Become a Movement Degenerate

Practice makes perfect, perfect practice makes perfect, 10,000 hours of training are needed, repetition, repetition, repetition etc….

Truism’s abound when it comes to discussion surrounding skill development, but what actually works? 

In his book How We Learn to Move: A Revolution in the Way We Coach and Practice Sports Skills author Rob Gray introduces the concept of degeneracy. 

“Degeneracy occurs in a system when structurally dissimilar components can perform similar functions – they are effectively interchangeable.”

We as humans experience internal AND external variability. Imagine the boxer, throwing a jab – a basic strike that most are taught through a series of with rules and top down instruction (keep your chin tucked, etc) in a decontextualized drill. However, when you watch a a fight in the ring the boxer’s feet, hips, head, and neck may be in 100’s of different arrangements during each jab of a fight. The opponent presents a high amount of external variability (they don’t want to be hit!) while the boxer’s body presents internal variability  – the angle of the shoulder, elbow, and trunk will be slightly different with every jab he or she throws in order to reproduce the knock out punch each time. 

Alas, just as man cannot step into the same river twice (for he is not the same man and it is not the same river!), so too an athlete cannot complete the same movement – for she is not the same athlete and it is not the same movement environment!

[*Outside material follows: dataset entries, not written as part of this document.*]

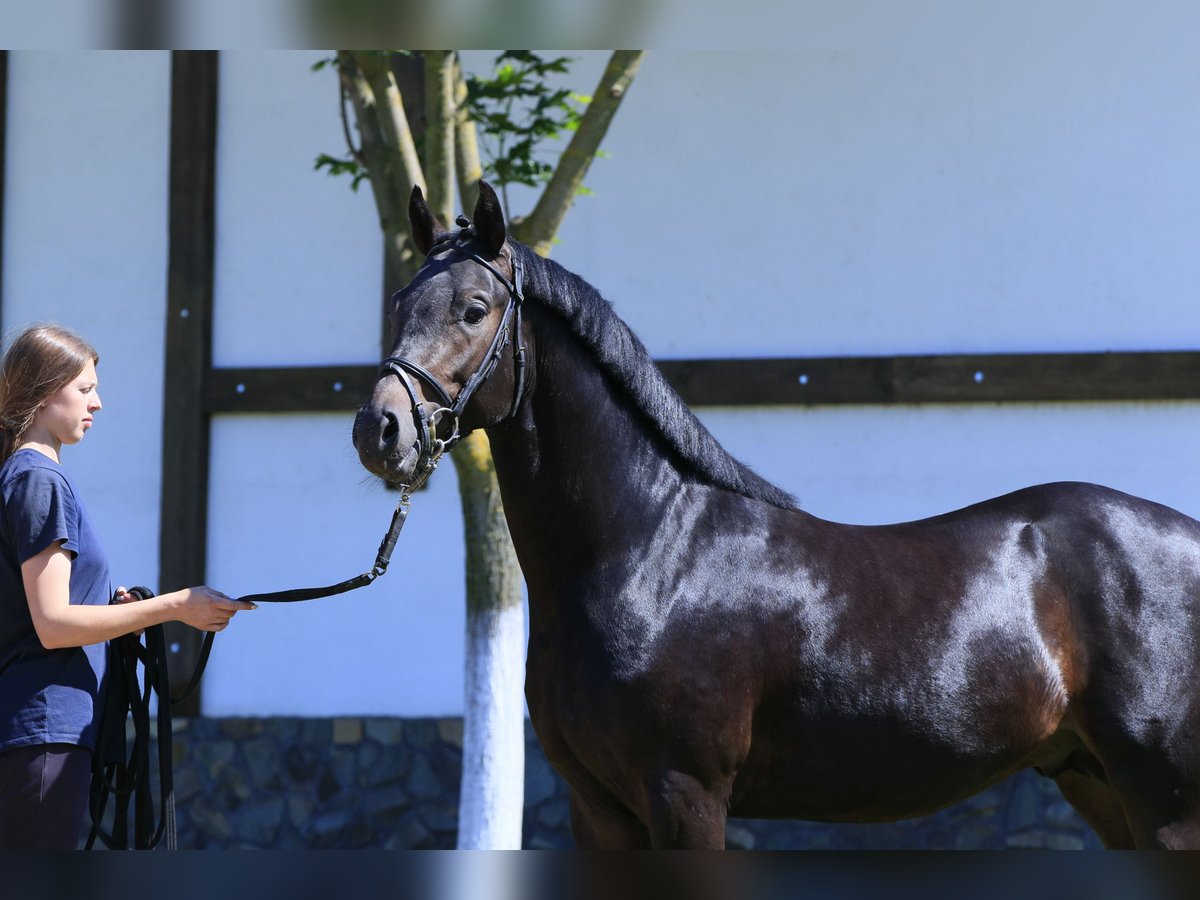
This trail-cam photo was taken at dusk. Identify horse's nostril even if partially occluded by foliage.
[383,412,400,448]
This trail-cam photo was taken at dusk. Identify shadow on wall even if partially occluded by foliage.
[91,718,1102,851]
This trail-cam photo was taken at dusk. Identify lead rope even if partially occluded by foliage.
[85,482,420,850]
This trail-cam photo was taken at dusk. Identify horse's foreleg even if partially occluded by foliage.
[648,772,728,850]
[571,791,650,850]
[1055,770,1134,850]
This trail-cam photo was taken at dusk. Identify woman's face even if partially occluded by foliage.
[34,360,101,445]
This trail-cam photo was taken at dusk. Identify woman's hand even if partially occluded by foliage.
[169,584,258,631]
[113,584,145,637]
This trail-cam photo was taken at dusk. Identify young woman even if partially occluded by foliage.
[0,325,253,848]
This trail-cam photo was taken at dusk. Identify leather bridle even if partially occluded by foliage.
[379,224,526,493]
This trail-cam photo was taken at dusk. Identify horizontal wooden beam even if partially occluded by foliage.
[203,366,379,413]
[659,350,1200,406]
[204,350,1200,413]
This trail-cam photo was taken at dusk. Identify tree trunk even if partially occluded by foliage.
[425,50,524,850]
[452,431,526,850]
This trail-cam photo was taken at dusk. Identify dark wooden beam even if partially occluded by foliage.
[158,50,217,715]
[659,350,1200,406]
[204,350,1200,413]
[109,0,172,50]
[203,366,379,413]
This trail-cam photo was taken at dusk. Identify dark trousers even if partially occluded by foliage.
[0,744,91,850]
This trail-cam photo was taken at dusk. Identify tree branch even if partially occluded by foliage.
[454,54,482,212]
[337,50,424,283]
[514,50,646,256]
[424,50,457,228]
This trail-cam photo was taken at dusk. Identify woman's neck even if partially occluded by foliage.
[13,434,62,463]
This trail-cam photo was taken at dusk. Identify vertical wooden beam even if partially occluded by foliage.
[109,0,172,50]
[158,50,217,715]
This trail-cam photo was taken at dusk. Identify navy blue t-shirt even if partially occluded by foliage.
[0,449,112,752]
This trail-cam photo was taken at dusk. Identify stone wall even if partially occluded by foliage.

Repetiton Without Repetition & the Cyclography Revolution

Novice Blacksmith Cyclography collected by Bernstein

     Nikolai Bernstein, the father of modern Kinesiology, and the man who coined the term Biomechanics conducted his famous hammer strike study using cyclography. Cyclography is a method of measuring movement. By putting tracers on a test subject, a scientist can analyze joint movement moment by moment. Now, this is something that we can now do with machines, but in the early 1900’s it took painstaking hours of going second by second to trace lines of movement. In his famous motor control study Bernstein and colleagues analyzed expert and novice blacksmiths striking a hammer on an object.

     At the time, the general expectation was that skilled movers would complete all elements of a movement accurately over and over again. It is from assumption that identical repetitions of a desired action are thought to be the surefire path to skillful execution. However, in his study where he compared expert and novice black smiths, Bernstein found something novel. As expected, those who were less skilled both struck the chisel less and had inconsistent hammer strikes paths. However, in defiance of expectation, those who struck the hammer precisely on the same spot still did not have identical swings of the hammer! Rather, their joint angles varied greatly swing to swing, but instead of being disorganized as the novices were, the experts leveraged their capacity for variability for greater accuracy and less variability in their ability to hit the target. Their bodies were organizing themselves through micro responses and adjustments to make sure the hammer hit the target. Here, the skilled movers were separated not by being able to repeat all elements of the task identically each time but by being able to self organize anew to accomplish the same outcome through immense variability. 

     The human body has many degrees of freedom through which it can accomplish a task, and it is through perception and response that the degrees of freedom are harnessed to elicit that response. We could not possibly control all of these degrees of freedom through top down conscious thought. Instead, those degrees of freedom, like the flock of birds who do not speak but move in unison, are conducted by the perception and response network of the whole body in chorus. We may intentionally limit DoF as coaches for learning matters, or the body may create clusters of or boundaries around DoF to accomplish tasks. 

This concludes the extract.